The list above is the default policy. Tenants can extend it via custom approval rules — see below.

How approval works

  1. Operator A creates or edits the entity (policy, signing key, federation peer).
  2. The entity sits in PendingApproval.
  3. Operator A is not allowed to approve their own change. Even if they have the role, the approve action is disabled with a "must be a different operator" tooltip.
  4. Operator B (a different operator with the relevant role) opens the entity, reviews the diff, and approves or rejects.
  5. On approval, the entity moves to its terminal state (Active, Live, etc.).
  6. On rejection, it returns to Draft with the rejection reason captured in audit.

Both A and B are recorded in the audit row, with the diff and the rejection / approval reason.

What "different operator" means

The check is on the user identity (OIDC sub claim), not on the role. Two Admins are still two Admins; the same Admin viewing under two browsers is still one Admin.

In multi-tenant deployments the check is also tenant-scoped — an Admin in tenant X cannot approve an action in tenant Y.

Editing during approval

If A edits a draft that is sitting in PendingApproval, the approval state is invalidated and the entity reverts to Draft. B's prior review on the older content is no longer authoritative; B (or another Admin) must review the new draft.

This is the right tradeoff: the alternative — letting an approval carry over to an edit — would let A get approval for X and then push Y.

Custom approval rules

Tenants can extend the default approval-required list via the same DSL as policies:

require-approval where target.kind = "rollout" and rollout.target_group.name = "prod-eu"

This makes any rollout targeting prod-eu require four-eyes — useful for environments where a senior operator must sign off on every production change. The rule is itself approved like a policy.

Audit trail

Every approval cycle produces multiple audit events:

  • Entity.DraftSaved — by A.
  • Entity.ApprovalRequested — implicit on save; some integrations page operators on this.
  • Entity.Approved or Entity.Rejected — by B, with reason.
  • Entity.Activated (or equivalent terminal state) — implicit on approval.

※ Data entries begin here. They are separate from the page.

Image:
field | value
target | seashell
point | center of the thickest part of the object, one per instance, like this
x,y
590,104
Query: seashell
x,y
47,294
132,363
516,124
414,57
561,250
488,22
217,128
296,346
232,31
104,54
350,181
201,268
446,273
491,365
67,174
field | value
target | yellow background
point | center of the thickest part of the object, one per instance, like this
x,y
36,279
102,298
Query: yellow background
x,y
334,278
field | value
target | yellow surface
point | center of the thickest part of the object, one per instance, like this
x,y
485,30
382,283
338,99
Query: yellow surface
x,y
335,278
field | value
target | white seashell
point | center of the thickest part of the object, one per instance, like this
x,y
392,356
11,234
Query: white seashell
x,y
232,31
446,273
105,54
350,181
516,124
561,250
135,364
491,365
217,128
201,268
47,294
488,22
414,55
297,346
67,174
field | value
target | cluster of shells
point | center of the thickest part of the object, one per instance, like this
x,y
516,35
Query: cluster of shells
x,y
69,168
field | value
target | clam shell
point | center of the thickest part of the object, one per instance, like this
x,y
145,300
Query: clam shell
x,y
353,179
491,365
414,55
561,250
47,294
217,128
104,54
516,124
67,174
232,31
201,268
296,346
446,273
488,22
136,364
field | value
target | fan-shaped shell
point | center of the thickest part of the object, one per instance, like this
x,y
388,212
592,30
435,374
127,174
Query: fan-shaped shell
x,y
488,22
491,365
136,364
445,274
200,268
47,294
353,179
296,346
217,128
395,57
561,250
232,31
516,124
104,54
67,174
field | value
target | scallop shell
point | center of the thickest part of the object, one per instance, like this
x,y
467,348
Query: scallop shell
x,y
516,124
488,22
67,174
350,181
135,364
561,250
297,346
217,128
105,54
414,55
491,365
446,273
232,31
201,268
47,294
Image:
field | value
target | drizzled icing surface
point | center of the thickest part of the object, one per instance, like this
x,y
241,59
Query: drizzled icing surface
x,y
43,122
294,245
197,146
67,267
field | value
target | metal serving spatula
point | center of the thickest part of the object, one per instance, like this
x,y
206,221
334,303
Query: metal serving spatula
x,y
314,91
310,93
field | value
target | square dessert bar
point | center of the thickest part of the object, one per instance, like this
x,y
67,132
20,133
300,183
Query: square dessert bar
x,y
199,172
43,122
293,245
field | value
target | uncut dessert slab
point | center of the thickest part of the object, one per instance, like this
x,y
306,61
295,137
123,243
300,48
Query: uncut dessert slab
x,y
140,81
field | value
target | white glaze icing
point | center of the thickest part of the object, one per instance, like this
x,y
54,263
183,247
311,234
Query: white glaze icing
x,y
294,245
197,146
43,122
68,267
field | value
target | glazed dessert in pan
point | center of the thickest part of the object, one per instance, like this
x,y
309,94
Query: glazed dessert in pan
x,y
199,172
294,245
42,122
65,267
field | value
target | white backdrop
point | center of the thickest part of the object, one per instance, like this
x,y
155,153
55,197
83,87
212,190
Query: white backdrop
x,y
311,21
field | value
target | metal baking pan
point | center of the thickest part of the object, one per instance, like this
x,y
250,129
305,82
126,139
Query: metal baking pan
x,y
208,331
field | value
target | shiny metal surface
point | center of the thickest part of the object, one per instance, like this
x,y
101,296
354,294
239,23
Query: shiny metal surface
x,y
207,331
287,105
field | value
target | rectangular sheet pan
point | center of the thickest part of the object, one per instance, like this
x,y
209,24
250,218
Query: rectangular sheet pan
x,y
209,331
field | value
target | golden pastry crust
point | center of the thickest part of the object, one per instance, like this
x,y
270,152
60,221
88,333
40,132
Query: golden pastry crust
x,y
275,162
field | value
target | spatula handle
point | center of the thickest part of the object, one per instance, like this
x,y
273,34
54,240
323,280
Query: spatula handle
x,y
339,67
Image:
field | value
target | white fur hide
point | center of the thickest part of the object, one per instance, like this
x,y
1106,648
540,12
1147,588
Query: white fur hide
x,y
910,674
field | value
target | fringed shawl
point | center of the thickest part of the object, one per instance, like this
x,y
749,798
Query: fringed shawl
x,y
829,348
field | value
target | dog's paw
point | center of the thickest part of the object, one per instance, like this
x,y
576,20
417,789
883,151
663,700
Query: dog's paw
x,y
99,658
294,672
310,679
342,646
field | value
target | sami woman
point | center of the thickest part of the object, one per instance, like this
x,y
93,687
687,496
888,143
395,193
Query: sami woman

Filter the audit log by the entity to see the full cycle in one view.

Bypassing approvals (dev only)

A development setting Approvals:RequireFourEyes=false lets a single operator approve their own work. Never enable this in production — it defeats the entire mechanism. The setting itself emits an audit event on every change; a deployment that turns it off is auditable even when its other audits are not.